Smart devices let us carry the world in our pocket. Once you download the app, Pocket searches articles based on the topics you key in. These articles are not curated by a third party nor are they automated. You can even use the bookmark and save it in your account. This allows you to read it off any other device that has the app. This means that if you start reading the article on your laptop, you can simply hit the Pocket Bookmarklet, and continue reading it on your mobile. Once you have synced all your devices with Pocket app, all the articles are available to read offline. You can also use Pocket to download recipes and videos.
A perfect way to enjoy the benefits of the Kindle store without buying the device itself is the Kindle app. The no-fuss reading experience of a Kindle reader is also extended to its app which can be downloaded onto other devices. The seamless reading experience extends to all the devices. Create an account and start downloading/purchasing books. These books become a part of your personal library which can be accessed from any of your devices. The app is free for download on the iPhone, iPad, iPod Touch, Android, BlackBerry and Windows Phone 7. There are other versions for the PC or Mac, and a browser-based version that works on almost any other platform. You can customise your books and select and highlight text. You can even adjust the brightness of your screen, search for keywords, tap and hold the text for definition or translation of text. With the Kindle app, you can open up a world of over 30 lakh books and audio books.
British Council Library
Though not an app, this web-based library is worth a look. British Council Library recently tied up with various eBooks providers and has made one of the largest repositories of digitised books. For an annual subscription fee of R1,100, you get access to more than one lakh academic books from E-brary, including over 14,000 e-journals from Infotrac, international magazines that look and feel like their print version, and over three lakh works of poetry, plays and fiction. It has a great list of award-winning independent movies, short feature films and documentaries. The online membership allows you access to the physical British Council Library in your town, as well as the eBooks off your connected device. With unlimited checkouts, you can access any number of books or movies at any given time to read and watch at your convenience.

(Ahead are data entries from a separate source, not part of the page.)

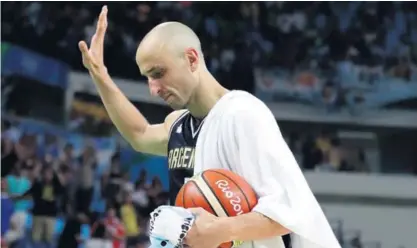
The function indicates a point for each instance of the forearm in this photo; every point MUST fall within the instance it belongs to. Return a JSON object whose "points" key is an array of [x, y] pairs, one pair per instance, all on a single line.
{"points": [[247, 227], [127, 119]]}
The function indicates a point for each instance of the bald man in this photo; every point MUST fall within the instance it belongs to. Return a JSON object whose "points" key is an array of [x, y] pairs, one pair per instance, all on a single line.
{"points": [[212, 127]]}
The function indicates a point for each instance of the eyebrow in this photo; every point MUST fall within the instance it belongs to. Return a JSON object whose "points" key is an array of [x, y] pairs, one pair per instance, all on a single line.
{"points": [[150, 70]]}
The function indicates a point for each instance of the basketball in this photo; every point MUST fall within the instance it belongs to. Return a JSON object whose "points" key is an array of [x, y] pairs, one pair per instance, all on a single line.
{"points": [[220, 192]]}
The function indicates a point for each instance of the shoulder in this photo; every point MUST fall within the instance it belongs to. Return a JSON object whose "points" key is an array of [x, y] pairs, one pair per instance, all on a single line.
{"points": [[173, 117], [247, 105]]}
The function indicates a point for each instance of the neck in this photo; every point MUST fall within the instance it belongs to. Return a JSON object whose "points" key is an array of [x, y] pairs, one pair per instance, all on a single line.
{"points": [[206, 95]]}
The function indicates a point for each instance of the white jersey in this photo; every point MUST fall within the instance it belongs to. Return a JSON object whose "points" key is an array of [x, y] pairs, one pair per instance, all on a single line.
{"points": [[241, 134]]}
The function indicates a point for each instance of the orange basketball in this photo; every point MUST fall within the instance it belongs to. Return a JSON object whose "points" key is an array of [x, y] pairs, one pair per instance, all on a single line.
{"points": [[220, 192]]}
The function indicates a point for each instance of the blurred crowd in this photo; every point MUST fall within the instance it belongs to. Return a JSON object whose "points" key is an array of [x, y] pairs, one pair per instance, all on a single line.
{"points": [[49, 194], [378, 36], [53, 196], [75, 200], [325, 152]]}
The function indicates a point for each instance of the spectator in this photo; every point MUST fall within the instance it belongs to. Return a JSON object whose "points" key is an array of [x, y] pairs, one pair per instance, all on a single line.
{"points": [[140, 196], [98, 203], [6, 214], [45, 193], [18, 184], [130, 221], [71, 234], [85, 176]]}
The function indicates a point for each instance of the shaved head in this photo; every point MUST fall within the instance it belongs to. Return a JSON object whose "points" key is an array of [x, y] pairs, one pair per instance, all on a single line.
{"points": [[173, 37], [170, 56]]}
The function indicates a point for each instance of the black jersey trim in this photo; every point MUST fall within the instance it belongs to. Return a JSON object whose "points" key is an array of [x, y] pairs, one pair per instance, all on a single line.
{"points": [[176, 122]]}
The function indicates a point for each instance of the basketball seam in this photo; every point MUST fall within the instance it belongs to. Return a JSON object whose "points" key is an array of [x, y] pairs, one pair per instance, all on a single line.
{"points": [[201, 192], [237, 185], [214, 193], [218, 209]]}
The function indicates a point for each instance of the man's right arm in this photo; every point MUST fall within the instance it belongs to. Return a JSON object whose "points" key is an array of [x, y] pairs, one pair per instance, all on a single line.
{"points": [[133, 126], [142, 136]]}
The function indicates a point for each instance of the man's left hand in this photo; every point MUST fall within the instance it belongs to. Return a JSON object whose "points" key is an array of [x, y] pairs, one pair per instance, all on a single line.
{"points": [[203, 233]]}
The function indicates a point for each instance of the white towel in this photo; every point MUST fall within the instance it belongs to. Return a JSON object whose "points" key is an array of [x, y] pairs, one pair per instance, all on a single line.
{"points": [[241, 134], [169, 226]]}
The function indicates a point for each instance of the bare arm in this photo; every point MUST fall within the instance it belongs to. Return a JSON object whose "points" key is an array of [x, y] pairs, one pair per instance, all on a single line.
{"points": [[134, 127], [247, 227]]}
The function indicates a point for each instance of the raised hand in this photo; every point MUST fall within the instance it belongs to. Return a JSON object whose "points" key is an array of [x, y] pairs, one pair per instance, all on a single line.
{"points": [[93, 57]]}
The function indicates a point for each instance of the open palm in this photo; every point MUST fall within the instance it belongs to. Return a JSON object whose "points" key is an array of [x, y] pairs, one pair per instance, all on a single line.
{"points": [[93, 56]]}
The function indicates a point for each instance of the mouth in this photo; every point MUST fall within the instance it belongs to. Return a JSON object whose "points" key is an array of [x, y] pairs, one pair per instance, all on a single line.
{"points": [[166, 97]]}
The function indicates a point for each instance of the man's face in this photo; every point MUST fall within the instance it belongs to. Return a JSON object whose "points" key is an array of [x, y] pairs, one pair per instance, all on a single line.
{"points": [[172, 77]]}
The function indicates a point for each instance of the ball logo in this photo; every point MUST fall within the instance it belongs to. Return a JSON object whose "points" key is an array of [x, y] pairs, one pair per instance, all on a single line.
{"points": [[234, 200]]}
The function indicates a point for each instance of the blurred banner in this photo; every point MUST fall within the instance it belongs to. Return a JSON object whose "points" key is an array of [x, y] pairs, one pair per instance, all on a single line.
{"points": [[289, 98], [25, 63], [86, 113], [363, 88], [24, 73]]}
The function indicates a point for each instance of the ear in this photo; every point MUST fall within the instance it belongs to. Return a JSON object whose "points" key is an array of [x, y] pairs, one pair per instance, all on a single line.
{"points": [[192, 57]]}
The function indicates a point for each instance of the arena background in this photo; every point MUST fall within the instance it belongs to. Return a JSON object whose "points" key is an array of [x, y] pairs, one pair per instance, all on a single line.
{"points": [[340, 78]]}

Aldiko converts your regular smartphone or tablet into a reader for free. More importantly, it lets you format the eBook in terms of font type, font size, font colour, background colour, spacing, brightness and margins. It supports major eBook file types, including ePub, PDF and Adobe’s DRM encrypted books. Aldiko works very well for those who do not want to store books on their devices. You can pull your eBooks from anywhere on your Android device or a cloud storage such as Dropbox. This allows you to keep all your books in one place and read them off any device that has an app installed on it.
The Kobo app works on Macs, PCs and smartphones / tablets running on iOS, Android and Blackberry. Just in case your device does not get covered in this list, you can use the web-based version. Even on the small screen of your smartphone, the initial view of the app consists of recently read titles, with icons to view the full library, access to its native social networking platform Reading Life where you can interact with other readers and a link to the Kobo store. You can customise the book display with fonts sizes and typefaces, select from themes like day, night and sepia. The app also lets you mark a section of the text, highlight it and add notes.